I am reading the book Programming in Haskell by Graham Hutton.
I have a question regarding Exercise 12.7. The task is to show how to make the type
data Expr a = Var a | Val Int | Add (Expr a) (Expr a)
into an instance of the Functor and Applicative classes.
Making it into an instance of Functor is straightforward:
instance Functor Expr where
--fmap :: (a -> b) -> Expr a -> Expr b
fmap f (Var x) = Var $ f x
fmap f (Val i) = Val i
fmap f (Add e e') = Add (fmap f e) (fmap f e')
However, I am not sure how to implement the <*>operator, in particular it is not clear to me how to define it when one or both of its inputs have the constructor Val:
instance Applicative Expr where
--pure :: a -> Expr a
pure x = Var x
--(<*>) :: Expr (a -> b) -> Expr a -> Expr b
(Var f) <*> (Var x) = Var (f x)
(Var f) <*> (Add e1 e2) = Add (fmap f e1) (fmap f e2)
(Add fe1 fe2) <*> e = Add (fe1 <*> e) (fe2 <*> e)
_ <*> _ = ???
My question is: How can I finish my implementation of <*> such that the applicative laws hold?
I will only give you a hint.
To define t1 <*> t2, scan the expression tree t1 and find the places where there are variables, i.e. Var f for some function f. Replace each variable in t1 with the new expression tree fmap f t2. Leave non-variables in t1 as they are.
You don't need to scan t2 in your <*> (except implicitly, through fmap).
Note that this respects types. We have t1 :: Expr (a -> b), hence f :: a -> b. Moreover, t2 :: Expr a, hence fmap f t2 :: Expr b as wanted.
Informal example:
(f + (4 + g)) <*> ((1+x)+y) = ( ((1+f x)+f y) + (4 + ((1+g x)+g y)) )

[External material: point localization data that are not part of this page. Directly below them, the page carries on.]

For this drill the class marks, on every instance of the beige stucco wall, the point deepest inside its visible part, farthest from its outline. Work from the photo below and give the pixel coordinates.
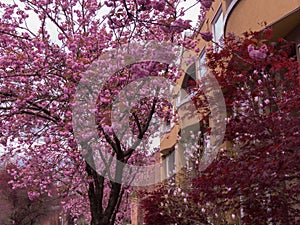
(248, 15)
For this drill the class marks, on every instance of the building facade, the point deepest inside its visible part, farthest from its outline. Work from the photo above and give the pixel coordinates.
(225, 16)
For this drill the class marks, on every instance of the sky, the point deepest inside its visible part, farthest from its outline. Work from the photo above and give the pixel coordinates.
(33, 23)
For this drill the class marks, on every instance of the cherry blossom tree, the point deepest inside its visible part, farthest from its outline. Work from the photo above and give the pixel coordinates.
(45, 48)
(17, 208)
(255, 178)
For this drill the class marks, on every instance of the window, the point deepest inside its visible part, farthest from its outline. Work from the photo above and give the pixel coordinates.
(218, 26)
(202, 64)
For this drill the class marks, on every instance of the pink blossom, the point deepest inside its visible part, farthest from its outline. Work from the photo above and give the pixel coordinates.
(206, 36)
(206, 4)
(258, 54)
(267, 101)
(160, 5)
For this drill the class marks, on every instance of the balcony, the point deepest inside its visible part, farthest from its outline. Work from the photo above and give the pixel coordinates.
(248, 15)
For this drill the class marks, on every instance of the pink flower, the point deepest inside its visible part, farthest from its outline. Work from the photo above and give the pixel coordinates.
(258, 54)
(206, 36)
(160, 5)
(267, 101)
(206, 4)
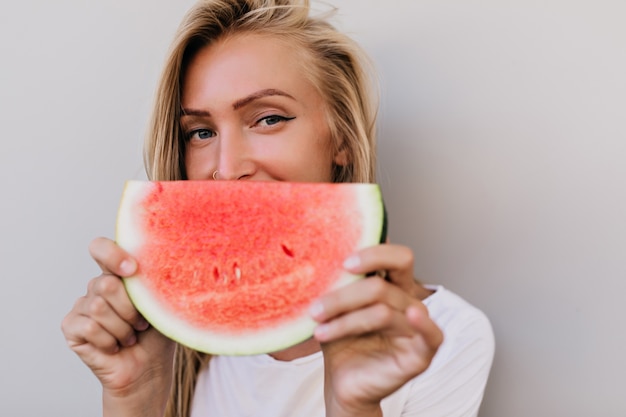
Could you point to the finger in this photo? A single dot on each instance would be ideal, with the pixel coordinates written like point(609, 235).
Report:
point(423, 324)
point(397, 260)
point(358, 295)
point(378, 318)
point(109, 300)
point(111, 258)
point(80, 330)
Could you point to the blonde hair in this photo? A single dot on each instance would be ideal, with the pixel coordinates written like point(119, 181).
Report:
point(336, 67)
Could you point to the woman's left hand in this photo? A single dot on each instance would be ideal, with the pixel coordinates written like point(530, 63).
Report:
point(376, 334)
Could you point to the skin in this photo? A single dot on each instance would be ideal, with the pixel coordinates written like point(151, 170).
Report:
point(251, 115)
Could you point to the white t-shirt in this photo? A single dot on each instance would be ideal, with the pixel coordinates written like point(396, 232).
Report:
point(453, 385)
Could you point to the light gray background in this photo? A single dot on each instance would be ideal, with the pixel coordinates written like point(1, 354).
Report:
point(503, 162)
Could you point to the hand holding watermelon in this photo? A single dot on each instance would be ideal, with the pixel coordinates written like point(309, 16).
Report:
point(375, 333)
point(131, 360)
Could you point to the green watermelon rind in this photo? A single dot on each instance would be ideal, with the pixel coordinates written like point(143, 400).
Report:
point(253, 342)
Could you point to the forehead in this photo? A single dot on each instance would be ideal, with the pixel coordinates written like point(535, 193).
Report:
point(238, 64)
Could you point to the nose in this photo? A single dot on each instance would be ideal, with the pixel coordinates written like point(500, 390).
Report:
point(235, 160)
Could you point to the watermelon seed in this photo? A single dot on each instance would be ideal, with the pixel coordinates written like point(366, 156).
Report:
point(287, 251)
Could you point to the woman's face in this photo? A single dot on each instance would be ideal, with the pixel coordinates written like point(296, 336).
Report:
point(249, 113)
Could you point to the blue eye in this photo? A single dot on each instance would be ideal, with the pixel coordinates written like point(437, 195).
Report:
point(200, 134)
point(274, 120)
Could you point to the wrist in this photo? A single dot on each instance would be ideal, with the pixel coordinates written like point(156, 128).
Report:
point(148, 401)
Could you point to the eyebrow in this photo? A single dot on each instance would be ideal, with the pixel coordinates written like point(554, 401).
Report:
point(268, 92)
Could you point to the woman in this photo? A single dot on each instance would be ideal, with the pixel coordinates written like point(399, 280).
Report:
point(259, 90)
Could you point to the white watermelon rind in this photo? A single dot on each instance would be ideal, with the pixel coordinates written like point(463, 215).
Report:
point(253, 342)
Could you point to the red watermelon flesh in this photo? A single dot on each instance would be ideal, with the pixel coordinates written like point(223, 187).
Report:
point(232, 267)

Once you complete your definition, you can then try proving the applicative laws.
As a final remark, this is a case where, in my opinion, it is easier to think of Expr as a monad first. This is because I find join :: Expr (Expr a) -> Expr a very natural to define, much more than <*>. And once you understand join it's relatively easier to obtain <*>, at least to me.